14.1 During the term of this Agreement and for a period of 3 years following its termination, the Client agrees that it shall not, directly or indirectly, solicit, induce, or attempt to solicit or induce any Resource, Employee, Consultant, or Contractor of the Service provider to terminate or reduce their employment or engagement with the Service provider for the purpose of hiring or engaging them in any capacity.

14.2 The above clause shall also be applicable to the Resources or Candidates sourced by the Service provider during the Recruitment and Selection stage for consideration of the Client to hire them on Service providers payroll to work for the Client, irrespective of whether they were ultimately hired on not.

14.3 For the purposes of this clause, “solicit” shall mean any direct or indirect attempt to influence, persuade, or entice an Employee, Consultant, or Contractor of the Service provider to leave their position, whether through job offers, referrals, recommendations, or otherwise.

14.4 The Client acknowledges that a breach of this clause would cause irreparable harm to the Service provider, for which monetary damages may be insufficient, and therefore agrees that the Service provider shall be entitled to seek injunctive relief in addition to any other legal remedies available.

15.0       REPRESENTATIONS AND WARRANTIES

15.1 MUTUAL REPRESENTATIONS AND WARRANTIES:

Each Party represents and warrants that:

  1. It is a duly organized and validly existing entity under the applicable laws.
  2. It has the full right, power, and authority to enter into and perform its obligations under this Agreement.
  3. The execution, delivery, and performance of this Agreement do not violate any applicable law, contract, or obligation binding upon it.

15.2 SERVICE PROVIDER’S REPRESENTATIONS AND WARRANTIES:

The Service provider represents and warrants that:

  1. It has the necessary expertise, Resources, and qualified personnel to perform the services as agreed.
  2. The services provided will be performed in a professional and workmanlike manner, in accordance with industry standards.
  3. The services and deliverables will not infringe upon or violate any third-party intellectual property rights.
  4. It will comply with all applicable laws, regulations, and industry standards in providing the services.

15.3 CLIENT’S REPRESENTATIONS AND WARRANTIES:

The Client represents and warrants that:

  1. It has the necessary authority and rights to provide any materials, information, or access required for the Service provider to perform its obligations.
  2. It will comply with all applicable laws and regulations related to its business and the use of the services provided.
  3. It shall provide timely payments, approvals, decisions, and cooperation necessary for the execution of the services.

16.0       DISPUTE RESOLUTION, JURISDICTION AND GOVERNING LAWS

16.1 The Courts at Gautam Buddha Nagar, Uttar Pradesh, India, shall have the exclusive jurisdiction over all disputes, differences, disagreements, controversies or claims arising under or in relation to this Agreement.

16.2 ARBITRATION:

  1. Any disputes, differences, disagreements, controversies, or claims arising out of or in connection with this Agreement, including any question regarding its existence, validity, interpretation, performance, or termination, shall be settled through mutual discussions and negotiations between the parties.
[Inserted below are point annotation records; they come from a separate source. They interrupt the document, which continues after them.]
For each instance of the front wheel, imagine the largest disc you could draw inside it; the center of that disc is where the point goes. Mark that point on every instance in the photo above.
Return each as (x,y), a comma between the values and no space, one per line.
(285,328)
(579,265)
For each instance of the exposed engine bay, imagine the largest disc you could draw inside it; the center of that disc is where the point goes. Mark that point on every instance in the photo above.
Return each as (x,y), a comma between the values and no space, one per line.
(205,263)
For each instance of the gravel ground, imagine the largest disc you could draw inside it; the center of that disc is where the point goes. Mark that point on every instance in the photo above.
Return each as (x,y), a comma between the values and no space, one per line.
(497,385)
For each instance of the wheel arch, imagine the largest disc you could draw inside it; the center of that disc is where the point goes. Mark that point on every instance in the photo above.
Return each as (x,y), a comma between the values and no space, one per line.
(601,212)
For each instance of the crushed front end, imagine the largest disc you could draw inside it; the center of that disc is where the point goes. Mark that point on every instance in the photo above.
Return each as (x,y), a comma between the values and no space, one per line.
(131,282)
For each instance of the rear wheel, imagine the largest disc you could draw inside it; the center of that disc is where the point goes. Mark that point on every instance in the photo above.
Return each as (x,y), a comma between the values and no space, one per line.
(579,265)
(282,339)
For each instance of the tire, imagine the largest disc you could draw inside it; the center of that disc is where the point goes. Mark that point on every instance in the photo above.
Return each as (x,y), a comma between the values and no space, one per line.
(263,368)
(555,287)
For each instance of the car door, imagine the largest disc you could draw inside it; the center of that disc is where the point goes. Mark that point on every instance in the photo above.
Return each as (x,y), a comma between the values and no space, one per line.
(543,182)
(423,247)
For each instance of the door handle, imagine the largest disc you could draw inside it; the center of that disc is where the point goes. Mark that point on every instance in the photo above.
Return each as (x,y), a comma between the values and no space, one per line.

If no settlement can be reached through mutual discussion and negotiations between the parties within 30 days of the first written communication of such disputes, differences, disagreements, controversies, or claims from any party, then all such disputes, differences, disagreements, controversies, or claims shall be decided by arbitration in accordance with the provisions of the Arbitration and Conciliation Act, 1996, as amended from time to time.